By Samuel Sanya
The UK government has put together a £10m (sh41b) fund to fight illegal wildlife trade in developing countries such as Uganda in a bid to fight corruption and improve tourism earnings.
The fund will finance activities at government level, charities and non-government organisations. Wildlife trafficking is estimated to be worth at least £12b (sh48 trillion) annually and is a constant threat to the tourism sector as it depletes wildlife in game parks.
Recently, the Uganda Revenue Authority (URA) joined a multinational move to stamp out of trafficking of elephant ivory, rhino horns, big cats, great apes and reptiles.
Funding from the DFID programme will bolster on-going efforts to protect Uganda’s wildlife by providing training and specialised equipment and by raising awareness of the impacts and economic losses caused by wildlife crime to curb illegal wildlife demand.
“Poaching devastates livelihoods and sustainable communities as well as endangering the existence of these wonderful animals,” Owen Paterson, the UK government Environment Secretary said in a statement.
“We must work together with other countries to stamp it out by stopping demand, improving enforcement and by helping communities develop sustainable economic activity,
“The wildlife in areas where this is already being done becomes a valued and protected community asset so both the wildlife and the community benefit,” he added.
Paterson noted that heavily armed poachers and organised criminal networks are destroying some of the world’s most iconic species and posing a threat to security in rural African communities.

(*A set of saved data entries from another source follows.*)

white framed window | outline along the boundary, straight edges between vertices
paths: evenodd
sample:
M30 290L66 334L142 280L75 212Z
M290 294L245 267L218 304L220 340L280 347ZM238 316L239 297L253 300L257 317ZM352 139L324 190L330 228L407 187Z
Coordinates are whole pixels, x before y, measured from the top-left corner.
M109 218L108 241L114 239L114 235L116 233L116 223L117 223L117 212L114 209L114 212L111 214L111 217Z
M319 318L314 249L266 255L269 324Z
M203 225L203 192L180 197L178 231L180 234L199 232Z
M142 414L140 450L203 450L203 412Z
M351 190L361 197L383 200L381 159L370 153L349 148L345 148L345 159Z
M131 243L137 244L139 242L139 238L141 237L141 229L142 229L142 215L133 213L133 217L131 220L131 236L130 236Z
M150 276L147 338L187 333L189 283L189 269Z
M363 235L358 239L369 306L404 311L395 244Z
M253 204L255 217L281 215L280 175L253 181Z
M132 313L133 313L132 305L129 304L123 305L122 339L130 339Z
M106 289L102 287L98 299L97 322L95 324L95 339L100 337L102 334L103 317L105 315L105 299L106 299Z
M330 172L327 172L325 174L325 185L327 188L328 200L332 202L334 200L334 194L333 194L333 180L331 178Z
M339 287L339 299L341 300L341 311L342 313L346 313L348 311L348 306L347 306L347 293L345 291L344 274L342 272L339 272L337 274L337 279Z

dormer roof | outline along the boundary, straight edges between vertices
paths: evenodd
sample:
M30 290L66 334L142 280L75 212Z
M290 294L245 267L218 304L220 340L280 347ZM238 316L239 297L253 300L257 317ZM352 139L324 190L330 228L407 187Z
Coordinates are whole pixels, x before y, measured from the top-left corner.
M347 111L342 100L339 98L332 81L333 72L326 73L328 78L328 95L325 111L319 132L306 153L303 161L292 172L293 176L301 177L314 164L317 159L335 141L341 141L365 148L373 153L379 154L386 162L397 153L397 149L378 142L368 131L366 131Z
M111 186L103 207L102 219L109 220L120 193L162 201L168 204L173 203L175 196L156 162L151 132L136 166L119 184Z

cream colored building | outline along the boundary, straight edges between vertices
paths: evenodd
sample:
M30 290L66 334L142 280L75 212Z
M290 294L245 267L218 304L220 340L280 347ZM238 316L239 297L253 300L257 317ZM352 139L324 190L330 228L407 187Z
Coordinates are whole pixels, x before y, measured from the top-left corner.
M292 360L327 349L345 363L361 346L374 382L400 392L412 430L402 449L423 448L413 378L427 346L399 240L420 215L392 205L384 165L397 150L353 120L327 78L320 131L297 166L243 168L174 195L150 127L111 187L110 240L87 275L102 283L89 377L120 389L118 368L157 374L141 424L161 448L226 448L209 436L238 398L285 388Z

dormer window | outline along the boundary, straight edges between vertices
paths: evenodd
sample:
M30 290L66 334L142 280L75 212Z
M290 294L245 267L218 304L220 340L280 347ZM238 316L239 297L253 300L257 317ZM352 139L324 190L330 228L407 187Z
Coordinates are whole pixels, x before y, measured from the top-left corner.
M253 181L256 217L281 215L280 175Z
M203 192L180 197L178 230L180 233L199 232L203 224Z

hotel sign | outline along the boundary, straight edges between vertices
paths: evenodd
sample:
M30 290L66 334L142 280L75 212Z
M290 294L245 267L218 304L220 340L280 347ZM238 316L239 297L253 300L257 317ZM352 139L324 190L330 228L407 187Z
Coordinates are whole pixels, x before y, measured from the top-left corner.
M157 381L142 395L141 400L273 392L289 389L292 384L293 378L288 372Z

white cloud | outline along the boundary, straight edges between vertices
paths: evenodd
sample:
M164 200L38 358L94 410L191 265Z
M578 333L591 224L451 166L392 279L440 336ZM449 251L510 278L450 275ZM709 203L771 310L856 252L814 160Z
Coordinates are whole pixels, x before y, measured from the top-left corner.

Revenues from tourism hit sh2.7trillion last year. Many tourists trek to Uganda to view the unique landscapes, lakes, and unique mammals such as the mountain gorillas, monkeys, rhinos, African elephants, lions and chimpanzees.

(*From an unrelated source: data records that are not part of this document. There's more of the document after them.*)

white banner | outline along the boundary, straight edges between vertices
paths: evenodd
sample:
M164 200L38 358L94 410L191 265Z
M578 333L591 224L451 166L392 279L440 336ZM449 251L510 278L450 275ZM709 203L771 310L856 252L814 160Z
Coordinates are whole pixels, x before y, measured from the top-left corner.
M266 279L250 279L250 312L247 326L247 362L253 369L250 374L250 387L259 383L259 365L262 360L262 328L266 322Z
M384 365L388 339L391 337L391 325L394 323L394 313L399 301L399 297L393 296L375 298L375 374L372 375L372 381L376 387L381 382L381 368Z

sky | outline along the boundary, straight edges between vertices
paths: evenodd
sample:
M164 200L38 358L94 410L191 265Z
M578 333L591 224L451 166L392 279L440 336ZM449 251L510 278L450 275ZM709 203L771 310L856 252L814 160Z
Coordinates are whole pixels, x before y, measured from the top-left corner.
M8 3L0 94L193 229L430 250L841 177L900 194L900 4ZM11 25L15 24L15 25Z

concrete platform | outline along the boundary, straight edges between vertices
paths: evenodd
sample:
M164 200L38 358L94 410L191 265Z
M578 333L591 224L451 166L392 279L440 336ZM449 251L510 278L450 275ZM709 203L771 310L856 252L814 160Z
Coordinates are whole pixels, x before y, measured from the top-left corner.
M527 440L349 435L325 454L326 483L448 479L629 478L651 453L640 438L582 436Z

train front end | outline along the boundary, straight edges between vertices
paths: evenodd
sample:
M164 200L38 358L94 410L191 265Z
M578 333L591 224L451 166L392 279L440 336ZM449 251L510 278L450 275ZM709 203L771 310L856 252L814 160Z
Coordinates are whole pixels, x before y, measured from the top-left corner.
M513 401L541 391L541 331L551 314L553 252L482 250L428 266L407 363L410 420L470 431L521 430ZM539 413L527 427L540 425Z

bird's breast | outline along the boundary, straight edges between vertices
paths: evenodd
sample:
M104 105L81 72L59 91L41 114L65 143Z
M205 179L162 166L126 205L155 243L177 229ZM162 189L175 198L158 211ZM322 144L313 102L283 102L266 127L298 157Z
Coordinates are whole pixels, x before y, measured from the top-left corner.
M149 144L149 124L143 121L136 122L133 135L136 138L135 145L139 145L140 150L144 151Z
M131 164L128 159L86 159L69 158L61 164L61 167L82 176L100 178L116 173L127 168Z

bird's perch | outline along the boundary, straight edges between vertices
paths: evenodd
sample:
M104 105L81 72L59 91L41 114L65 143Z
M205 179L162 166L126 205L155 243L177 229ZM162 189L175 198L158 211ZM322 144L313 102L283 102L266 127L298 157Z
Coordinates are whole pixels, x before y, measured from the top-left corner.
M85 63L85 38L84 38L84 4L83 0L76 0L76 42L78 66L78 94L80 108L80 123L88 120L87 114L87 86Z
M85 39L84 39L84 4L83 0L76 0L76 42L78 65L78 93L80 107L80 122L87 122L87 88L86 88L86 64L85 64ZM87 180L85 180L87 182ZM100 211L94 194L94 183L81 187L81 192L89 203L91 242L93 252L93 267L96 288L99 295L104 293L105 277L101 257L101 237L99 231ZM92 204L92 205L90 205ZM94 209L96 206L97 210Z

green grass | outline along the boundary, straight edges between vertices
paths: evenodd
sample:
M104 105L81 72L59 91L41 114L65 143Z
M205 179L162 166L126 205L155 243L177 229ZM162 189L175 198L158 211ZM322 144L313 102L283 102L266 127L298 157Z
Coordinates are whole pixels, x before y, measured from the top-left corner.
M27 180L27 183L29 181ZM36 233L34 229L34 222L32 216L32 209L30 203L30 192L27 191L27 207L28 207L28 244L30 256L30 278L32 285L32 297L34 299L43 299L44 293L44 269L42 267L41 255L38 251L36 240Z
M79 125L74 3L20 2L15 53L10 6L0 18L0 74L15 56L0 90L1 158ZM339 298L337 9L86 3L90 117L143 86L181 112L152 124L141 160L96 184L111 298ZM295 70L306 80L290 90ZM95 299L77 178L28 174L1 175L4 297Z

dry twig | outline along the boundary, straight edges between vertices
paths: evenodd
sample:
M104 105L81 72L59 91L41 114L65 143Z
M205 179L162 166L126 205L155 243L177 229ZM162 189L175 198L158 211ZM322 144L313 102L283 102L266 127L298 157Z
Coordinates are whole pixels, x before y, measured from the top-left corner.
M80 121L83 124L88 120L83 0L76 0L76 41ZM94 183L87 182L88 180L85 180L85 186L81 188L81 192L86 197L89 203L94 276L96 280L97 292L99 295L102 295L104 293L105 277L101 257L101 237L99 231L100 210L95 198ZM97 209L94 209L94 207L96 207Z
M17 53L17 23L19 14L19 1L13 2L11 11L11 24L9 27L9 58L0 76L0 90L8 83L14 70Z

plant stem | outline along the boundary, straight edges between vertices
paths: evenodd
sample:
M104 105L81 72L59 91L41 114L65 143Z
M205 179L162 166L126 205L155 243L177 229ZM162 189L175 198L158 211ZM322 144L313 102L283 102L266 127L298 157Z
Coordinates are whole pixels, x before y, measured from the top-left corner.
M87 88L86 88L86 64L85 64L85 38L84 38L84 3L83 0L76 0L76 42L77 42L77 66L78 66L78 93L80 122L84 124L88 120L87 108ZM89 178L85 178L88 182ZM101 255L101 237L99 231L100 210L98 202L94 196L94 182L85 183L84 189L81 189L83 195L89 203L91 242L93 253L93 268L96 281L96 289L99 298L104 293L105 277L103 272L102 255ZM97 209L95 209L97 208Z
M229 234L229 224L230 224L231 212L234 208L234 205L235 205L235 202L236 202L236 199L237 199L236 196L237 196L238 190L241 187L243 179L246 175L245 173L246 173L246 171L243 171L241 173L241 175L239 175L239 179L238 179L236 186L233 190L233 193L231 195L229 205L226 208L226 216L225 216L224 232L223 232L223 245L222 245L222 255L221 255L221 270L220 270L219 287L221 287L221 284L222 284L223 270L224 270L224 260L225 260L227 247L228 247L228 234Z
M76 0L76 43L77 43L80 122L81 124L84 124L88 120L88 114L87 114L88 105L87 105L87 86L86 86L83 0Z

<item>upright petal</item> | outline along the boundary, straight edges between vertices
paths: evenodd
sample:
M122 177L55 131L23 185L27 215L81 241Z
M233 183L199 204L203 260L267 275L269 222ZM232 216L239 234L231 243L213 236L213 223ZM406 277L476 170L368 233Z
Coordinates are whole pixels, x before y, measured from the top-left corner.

The UK will hold an international conference in February 2014 in efforts to end illegal wildlife trade hosted by the UK Prime Minister, David Cameron.
The conference will spur global action against the growing threat by poachers to wildlife by supporting the development of sustainable livelihoods for communities affected by illegal wildlife trade and improving law enforcement.
“By working with the Department for Environment, Food and Rural Affairs (DEFRA) to tackle the illegal wildlife trade we are helping to improve the economic opportunities of the poorest people whose livelihoods depend on natural resources,” Justine Greening, the UK International Development Secretary said.
“Fund will also help stop the corruption fuelled by the illegal wildlife trade,” she added.